Making it up as she goes, Esther invites both the king and Haman to a feast she has prepared before coming to the king. The king accepts and commands Haman to join them immediately.
Once both men are happy with wine, the king repeats his pledge a second time to grant Esther any wish. Astonishingly, she answers the same: come to a feast I will prepare for you tomorrow!
There is no record that Esther knows what she is going to say tomorrow, other than somehow she must plead for her people.
In Chapter 6 we see that the Cycle works on all people, not just the people of God!

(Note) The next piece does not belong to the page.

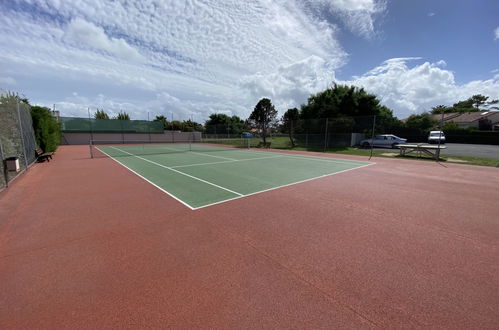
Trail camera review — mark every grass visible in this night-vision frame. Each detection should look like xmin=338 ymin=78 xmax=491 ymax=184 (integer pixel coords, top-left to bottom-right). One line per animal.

Haman is puffed up like a rooster for being invited by the king and queen, but when he sees Mordecai once again at the palace gate, he is overcome with rage against the Jews again (5:13) and a plot is hatched to hang Mordecai from a new gallows to be built overnight.
But that night the king cannot sleep and orders the chronicles of the nation to be read to him. He recalls that is was Mordecai who saved him from assassination and orders Haman to prepare great honors for “the man the king delights to honor.” Haman assumes this is himself.
The king then commands Haman to honor Mordecai!
In Chapter 7, at the second feast, Esther begs for her people’s lives, and the king wants to know who could threaten death. She boldly declares the enemy to be Haman! Haman is hanged, along with his ten sons, on the gallows he built in his own back yard.
God’s judgment is served without warning to those who do not have perfect unity with him.
The Book of Esther ends with full restoration of the Jewish people by the king, which likely leads to his decision later to return them from exile to their homeland.
Has God placed you in peril against an enemy of his for such a time as this?
The Cycle says repent in prayer and fasting and submit even your life to his never-ending love for restoration to perfect unity with God.
[1] The Holy Bible: English Standard Version. (2016). (Es 4:13–14). Wheaton: Standard Bible Society.
[2] The Holy Bible: English Standard Version. (2016). (Es 4:16). Wheaton: Standard Bible Society.